Impeccabili i tre Nobel della pace 2022: gli attivisti per i diritti umani di Russia, Bielorussia e Ucraina meritano tutta la nostra attenzione e riconoscenza. Anche l'anno scorso i giurati di Oslo avevano premiato un russo. Ma il giornalista Dimitri Muratov, direttore della Novaya Gazeta, ha avuto poco tempo per assaporare il Nobel: poche settimane dopo è piombato con tutti i compatrioti nell'incubo della guerra contro l'Ucraina. Il suo era anche un premio postumo, in memoria della redattrice del giornale Anna Politkovskaya eliminata da Putin nel 2006. Ma non è stato di buon auspicio.
 
Speriamo invece che adesso Ales Bialiatski, 60 anni, il dissidente bielorusso premiato, venga liberato: è in prigione da un anno dopo averne già scontati tre per false accuse di evasione fiscale.
Al dissidente cinese Liu Xiaobo il premio del 2010 non è servito per uscire dal carcere. Anzi, sette anni dopo è morto di cancro al fegato, sempre prigioniero. 
La birmana Aung San Suu Kyi è stata liberata solo 19 anni dopo il Nobel del 1991, nei cinque anni da ministro degli Esteri è stata accusata anche lei di maltrattare le minoranze etniche, e l'anno scorso i generali l'hanno arrestata di nuovo. A 77 anni la sventurata langue ancora in una prigione segreta. 

Ma l'assegnazione del Nobel per la pace si muove sempre in un terreno minato. Il presidente etiope Abiy Ahmed Ali dopo il premio del 2019 non gli ha fatto onore: ha scatenato un conflitto contro i guerriglieri del Tigray. 
Il rischio di scambiare guerrafondai per pacifisti viene da lontano: nel 1906 fu decorato Theodore Roosevelt, il presidente Usa passato alla storia per la sua vanteria: "Imbraccio sempre un bastone nodoso". 
Il 99enne Henry Kissinger ha ottenuto dal Nobel un elisir di lunga vita, però neanche lui è un apostolo della nonviolenza come Albert Schweitzer (premio 1952), madre Teresa di Calcutta (1979) o Nelson Mandela (1993). 
Più onesto di Kissinger fu nel 1973 il copremiato vietnamita Le Duc Tho, che declinò il riconoscimento: "In Vietnam c'è ancora la guerra". E seguendo questo stesso criterio, appare surreale il Nobel ad Arafat.
 
A volte sono premi di incoraggiamento. Come Obama nel 2009, per i bei discorsi che faceva. I giurati di Oslo li scambiarono per realtà, definendoli "sforzi straordinari volti a rafforzare la diplomazia internazionale e la cooperazione tra i popoli". Ma quando gli arabi lo presero sul serio, scatenando contro i propri dittatori le loro primavere di libertà nel 2011, Obama non seppe cosa fare. Una no fly zone contro Gheddafi, nulla contro le armi chimiche del siriano Assad e del suo alleato Putin.
 
Con il Nobel si rischia la vita. Martin Luther King è stato assassinato quattro anni dopo averlo ricevuto nel 1964, l'egiziano Sadat (1978) tre anni dopo, l'israeliano Rabin (1994) è sopravvissuto solo un anno. Gandhi, che forse lo avrebbe meritato più di tutti, fu ammazzato prima che a Oslo pensassero a lui.

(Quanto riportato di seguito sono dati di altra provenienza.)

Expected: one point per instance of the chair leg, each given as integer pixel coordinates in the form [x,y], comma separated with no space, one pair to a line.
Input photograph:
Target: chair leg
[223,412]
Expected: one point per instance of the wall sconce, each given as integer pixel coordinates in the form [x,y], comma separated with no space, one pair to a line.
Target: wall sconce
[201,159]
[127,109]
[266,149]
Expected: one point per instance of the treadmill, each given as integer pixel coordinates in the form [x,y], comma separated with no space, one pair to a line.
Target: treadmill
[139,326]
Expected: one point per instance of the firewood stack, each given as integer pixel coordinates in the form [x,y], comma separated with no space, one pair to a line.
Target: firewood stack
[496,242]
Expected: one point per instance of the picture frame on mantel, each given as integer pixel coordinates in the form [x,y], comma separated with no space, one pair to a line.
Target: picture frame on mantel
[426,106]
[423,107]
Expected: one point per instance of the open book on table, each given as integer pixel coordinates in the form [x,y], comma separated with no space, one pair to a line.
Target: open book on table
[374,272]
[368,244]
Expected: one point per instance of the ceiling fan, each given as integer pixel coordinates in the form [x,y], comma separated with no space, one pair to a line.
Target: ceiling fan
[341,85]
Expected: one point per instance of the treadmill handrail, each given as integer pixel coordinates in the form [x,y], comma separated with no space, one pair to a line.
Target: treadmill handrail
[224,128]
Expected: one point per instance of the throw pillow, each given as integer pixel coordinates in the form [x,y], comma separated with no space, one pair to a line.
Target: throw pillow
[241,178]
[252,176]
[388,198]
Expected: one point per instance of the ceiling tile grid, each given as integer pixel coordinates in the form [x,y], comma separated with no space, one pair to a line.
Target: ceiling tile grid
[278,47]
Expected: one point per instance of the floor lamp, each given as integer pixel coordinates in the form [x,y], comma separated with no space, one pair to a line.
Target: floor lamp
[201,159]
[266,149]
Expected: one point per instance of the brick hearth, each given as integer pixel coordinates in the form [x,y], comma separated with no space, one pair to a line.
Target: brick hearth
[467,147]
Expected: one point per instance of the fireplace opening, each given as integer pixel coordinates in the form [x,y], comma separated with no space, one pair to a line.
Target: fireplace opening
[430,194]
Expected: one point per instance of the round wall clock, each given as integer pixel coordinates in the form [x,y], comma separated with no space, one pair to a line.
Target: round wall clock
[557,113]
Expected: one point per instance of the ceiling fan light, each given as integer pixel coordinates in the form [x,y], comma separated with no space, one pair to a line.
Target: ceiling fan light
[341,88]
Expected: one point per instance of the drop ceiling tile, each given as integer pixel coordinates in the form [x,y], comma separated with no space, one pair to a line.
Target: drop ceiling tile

Qualche buontempone nel 1939 candidò Hitler, con la motivazione che se il premier inglese Chamberlain era stato proposto per gli accordi di Monaco, allora meritavano anche gli altri firmatari.

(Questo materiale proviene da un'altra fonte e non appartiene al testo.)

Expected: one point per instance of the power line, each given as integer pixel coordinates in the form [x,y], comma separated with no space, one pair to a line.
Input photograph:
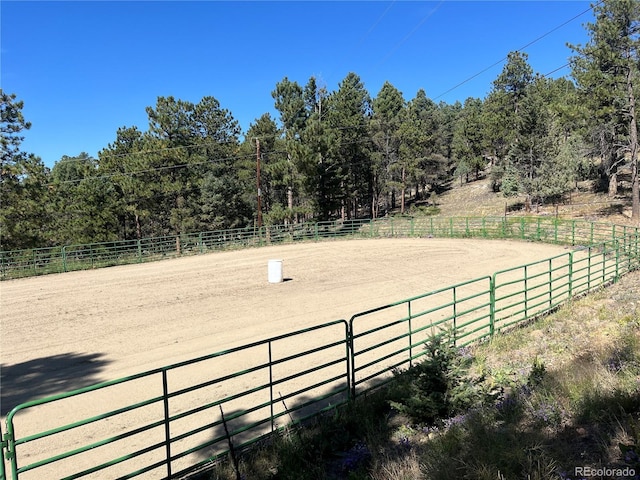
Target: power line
[518,50]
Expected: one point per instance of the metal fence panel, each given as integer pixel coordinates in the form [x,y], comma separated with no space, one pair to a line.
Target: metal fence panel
[158,425]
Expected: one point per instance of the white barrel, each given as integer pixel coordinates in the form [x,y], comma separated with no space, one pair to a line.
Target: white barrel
[275,271]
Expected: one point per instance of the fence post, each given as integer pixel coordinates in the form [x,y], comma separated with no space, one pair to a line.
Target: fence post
[617,244]
[270,354]
[570,276]
[410,334]
[526,294]
[550,283]
[455,315]
[492,305]
[3,445]
[167,429]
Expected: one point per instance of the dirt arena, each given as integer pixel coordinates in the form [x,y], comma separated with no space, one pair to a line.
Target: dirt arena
[64,331]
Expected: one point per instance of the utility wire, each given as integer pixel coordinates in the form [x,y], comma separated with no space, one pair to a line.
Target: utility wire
[520,49]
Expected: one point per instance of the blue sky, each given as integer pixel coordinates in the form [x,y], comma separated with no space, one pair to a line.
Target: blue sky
[86,68]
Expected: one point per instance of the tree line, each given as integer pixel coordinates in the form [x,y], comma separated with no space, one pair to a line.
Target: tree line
[335,154]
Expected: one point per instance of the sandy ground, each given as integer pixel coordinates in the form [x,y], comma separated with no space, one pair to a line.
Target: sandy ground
[66,331]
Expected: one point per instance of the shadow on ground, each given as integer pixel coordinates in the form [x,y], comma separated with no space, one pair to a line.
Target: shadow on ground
[46,376]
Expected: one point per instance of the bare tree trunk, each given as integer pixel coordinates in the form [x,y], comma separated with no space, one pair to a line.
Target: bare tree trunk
[633,131]
[138,229]
[612,191]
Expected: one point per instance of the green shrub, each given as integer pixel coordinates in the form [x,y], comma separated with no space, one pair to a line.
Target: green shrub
[440,386]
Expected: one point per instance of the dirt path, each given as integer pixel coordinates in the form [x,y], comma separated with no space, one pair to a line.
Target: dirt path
[61,332]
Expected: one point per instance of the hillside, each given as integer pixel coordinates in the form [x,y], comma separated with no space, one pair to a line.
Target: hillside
[476,198]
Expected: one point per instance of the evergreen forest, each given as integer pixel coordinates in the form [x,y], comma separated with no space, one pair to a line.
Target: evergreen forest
[338,154]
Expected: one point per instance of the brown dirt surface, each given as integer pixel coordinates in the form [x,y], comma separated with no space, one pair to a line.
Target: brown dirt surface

Quando a Oslo non sanno che pesci pigliare non conferiscono il Nobel (è successo 19 volte), oppure premiano un'organizzazione (24 volte), un'agenzia Onu, la Croce Rossa (tre volte). Che va benissimo, però (ong a parte) si tratta di organismi che la pace la devono promuovere per statuto. È il loro mestiere, sono stipendiati per questo.
 
Tutto sommato, oltre al Dalai Lama (1989), il premiato più meritevole è stato forse Gorbaciov nel 1990: non capita tutti i giorni che un impero crolli facendo così pochi morti. E l'artefice della dolce morte per il blocco sovietico fu in gran parte lui. Per questo Putin non è andato al suo funerale.